Describe one critical learning incident or learning experience that stood out during your placement using the STAR model
S- Situation. Details of the context of the experience, including the issues/barriers encountered. T- Task. What was your role, what task/learning experience were you trying to conduct/facilitate? A- Actions. What did you or the mentor do in response to this situation that demonstrates your ability to be responsive? R- Result. What was the result that followed from your actions. How will you change it next time?
I encountered minor behavioural management issues (getting out of chairs to ask me for help, talking too loudly (task-based talk), calling out sometimes etc. This occurred during instructions and whilst completing tasks.
After speaking to my mentor we decided the behaviours would only escalate and to “nip it in the bud” early. This encouraged introducing my own behavioural expectations, call-and-response methods and classroom routines in the following lesson.
I assumed that implementing my teacher’s strategies/routines would be effective as at the start of the year I didn’t want to overload students with information and routines. However, implementing my own classroom expectations/rules and call-and-response strategies meant students were consistently on task, not calling out, “giving 5” on the mat and worked under set noise levels. I found it increased my positive reinforcements as I had more time to focus on students on-task working to expectations.

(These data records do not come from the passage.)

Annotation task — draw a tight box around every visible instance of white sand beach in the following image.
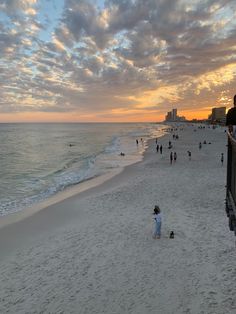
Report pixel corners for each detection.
[0,123,236,314]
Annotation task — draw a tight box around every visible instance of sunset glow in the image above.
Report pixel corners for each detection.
[1,0,236,122]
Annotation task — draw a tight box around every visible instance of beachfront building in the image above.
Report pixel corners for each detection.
[165,111,172,121]
[172,109,177,121]
[211,107,226,124]
[165,108,186,122]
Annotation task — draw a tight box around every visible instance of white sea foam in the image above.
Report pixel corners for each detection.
[0,123,167,216]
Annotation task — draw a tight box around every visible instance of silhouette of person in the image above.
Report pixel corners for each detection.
[170,152,173,164]
[160,145,163,154]
[174,152,177,162]
[221,153,224,165]
[226,95,236,136]
[156,144,159,153]
[187,151,191,160]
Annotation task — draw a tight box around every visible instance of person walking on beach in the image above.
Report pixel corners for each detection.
[156,144,159,153]
[221,153,224,165]
[160,145,163,154]
[187,151,191,160]
[199,142,202,150]
[153,205,162,239]
[170,152,173,164]
[174,152,177,162]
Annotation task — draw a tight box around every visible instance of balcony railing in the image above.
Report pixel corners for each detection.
[226,131,236,235]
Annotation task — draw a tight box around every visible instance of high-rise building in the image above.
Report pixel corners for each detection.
[211,107,226,124]
[165,108,185,122]
[165,111,172,121]
[172,109,177,121]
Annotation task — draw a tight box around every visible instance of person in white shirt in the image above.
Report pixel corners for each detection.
[153,205,162,239]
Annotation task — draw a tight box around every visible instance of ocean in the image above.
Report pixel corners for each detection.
[0,123,167,216]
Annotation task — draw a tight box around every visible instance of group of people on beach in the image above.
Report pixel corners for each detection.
[136,138,144,145]
[151,96,236,239]
[152,127,182,239]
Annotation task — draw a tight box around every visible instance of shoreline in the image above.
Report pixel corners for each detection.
[0,122,167,219]
[0,168,123,229]
[0,130,169,230]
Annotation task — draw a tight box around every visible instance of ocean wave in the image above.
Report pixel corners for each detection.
[0,123,167,216]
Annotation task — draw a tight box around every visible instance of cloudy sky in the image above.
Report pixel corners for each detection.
[0,0,236,122]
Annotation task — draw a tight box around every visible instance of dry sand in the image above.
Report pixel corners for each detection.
[0,123,236,314]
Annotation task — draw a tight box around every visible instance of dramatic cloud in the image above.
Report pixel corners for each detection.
[0,0,236,121]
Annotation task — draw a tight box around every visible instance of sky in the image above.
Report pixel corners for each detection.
[0,0,236,122]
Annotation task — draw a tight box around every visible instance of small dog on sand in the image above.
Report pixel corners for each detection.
[169,231,174,239]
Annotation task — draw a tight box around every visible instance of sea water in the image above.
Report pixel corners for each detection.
[0,123,167,216]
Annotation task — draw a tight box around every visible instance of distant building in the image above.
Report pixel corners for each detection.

When beginning my Final Placement Experience, I will be sure to re-teach and introduce some behavioural routines, classroom expectations, noise level scale and call-and-response within the first few lessons/days to ensure students have a clear understanding of the expectations. I believe this is important because it completely changed the flow of my lessons as I wasn’t constantly disrupted or distracted by students with off-task behaviours, it allowed me to spend more time assisting students and monitoring their progress and capabilities.